Bir kısmımız akademik yönelimleri olan insanlardık, akademik okumalar yapıyorduk. Onları Türkçe’ye çevirmek, insanlara yaymak gibi bir misyonumuz da vardı. Şimdi aklıma gelmeyen birçok yazarın ilk Türkçe tercümeleri Hayalet Gemi’de çıkmıştır.
Bir yandan da ben öykü yazıyorum, ama biliyorum ki mevcut dergilere göndersem yayınlanmayacaklar. Kendime göre farklı şeyler yapıyorum, yaptığımı düşünüyorum... Yani büyüklerle usta - çırak ilişkisine girmek yerine kendi kendimize bir şey yapmayı tercih ettik. Böyle bir ikinci motivasyonu da vardı aslında. Ve dedik ki bu, bu farklı bir dergi olsun isminden başlayarak. İsminde de edebiyatı çağrıştıran bir şey olmasına, doğrudan doğruya edebiyat lafını etmemize gerek yok; yazıların başına bu bir denemedir, bu bir öyküdür demenin anlamı yok. Görsel malzemeyi de ona göre kullanalım, artık görsel bir çağdayız...

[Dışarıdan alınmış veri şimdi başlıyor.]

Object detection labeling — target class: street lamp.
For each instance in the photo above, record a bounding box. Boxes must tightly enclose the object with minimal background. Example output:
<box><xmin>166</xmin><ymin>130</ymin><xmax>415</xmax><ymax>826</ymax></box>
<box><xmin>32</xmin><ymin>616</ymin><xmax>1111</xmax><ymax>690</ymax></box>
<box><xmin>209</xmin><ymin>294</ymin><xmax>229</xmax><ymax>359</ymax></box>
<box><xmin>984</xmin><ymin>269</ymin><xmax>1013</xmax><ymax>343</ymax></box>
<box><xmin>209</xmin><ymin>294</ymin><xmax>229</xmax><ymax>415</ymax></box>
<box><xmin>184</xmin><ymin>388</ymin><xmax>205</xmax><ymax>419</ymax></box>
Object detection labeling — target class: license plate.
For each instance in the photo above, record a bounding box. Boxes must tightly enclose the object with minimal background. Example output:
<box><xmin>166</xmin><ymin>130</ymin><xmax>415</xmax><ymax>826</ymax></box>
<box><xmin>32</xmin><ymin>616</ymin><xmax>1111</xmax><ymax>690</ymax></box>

Bunlar gibi birçok şeyi baştan düşünüp gerçekleştirdik ve 10 yıl da düzenli bir şekilde sürdürdük. 2000’li yılların başındaki krizlerle 2001 – 2002’de kapatmak zorunda kaldık, ama bu, biraz da bizim yaşlanmamızın getirdiği bir şeydi. Çünkü ne de olsa bu, kendi kendimize yaptığımız, arkasında hiçbir finansmanı olmayan, amatör bir ruhla yapılan bir işti. O da ancak, daha gençken yapılabiliyordu. Sırtımıza dergiyi alıp gidip Beyoğlu’na gidip kitapçı kitapçı dağıtıyorduk, onlardan tahsilat yapmaya çalışıyorduk. Belli bir zamandan sonra bunu yapamıyorsunuz artık. Hayat sizi başka bir yere götürüyor.

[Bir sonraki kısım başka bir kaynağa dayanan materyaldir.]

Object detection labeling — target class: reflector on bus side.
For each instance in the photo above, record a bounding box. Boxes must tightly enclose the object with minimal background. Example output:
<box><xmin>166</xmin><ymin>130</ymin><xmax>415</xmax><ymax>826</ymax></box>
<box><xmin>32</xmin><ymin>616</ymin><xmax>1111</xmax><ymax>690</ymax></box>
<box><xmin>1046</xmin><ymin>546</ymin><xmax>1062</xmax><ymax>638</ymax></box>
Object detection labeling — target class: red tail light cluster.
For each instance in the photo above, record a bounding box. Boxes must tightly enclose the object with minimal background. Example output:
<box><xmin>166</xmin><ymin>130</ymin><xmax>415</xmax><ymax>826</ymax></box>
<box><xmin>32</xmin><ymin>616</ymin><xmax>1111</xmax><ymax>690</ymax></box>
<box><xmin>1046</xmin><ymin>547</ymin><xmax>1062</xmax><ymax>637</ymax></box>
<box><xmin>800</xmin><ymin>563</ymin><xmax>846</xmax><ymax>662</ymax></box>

Ama internet siteleri oluşturuldu. Özelliği de şuydu: Aslında 1 kişilik bir etkinlik değil, çok kişiyi çevresine toplayan ve her birinin de kendi yaratıcılığını gündeme getirip bir yeni açılım yarattığı bir alandı. Mesela ‘altzin’ dergisini Yekta Kopan başlattı, ne oldu Hayalet Gemi’deki arkadaşlar da onun içine entegre oldu. Ya da ne oldu oradan bir kısım gitti internette ‘altkitap’ diye bir yayınevi kurdular. Bütün bu insanların içinden bazı gruplar Açık Radyo’da programları yaptı, televizyonlara birtakım belgesel programlar hazırladılar. Bunlar, hep Hayalet Gemi’nin ruhuyla yapılan şeylerdir.”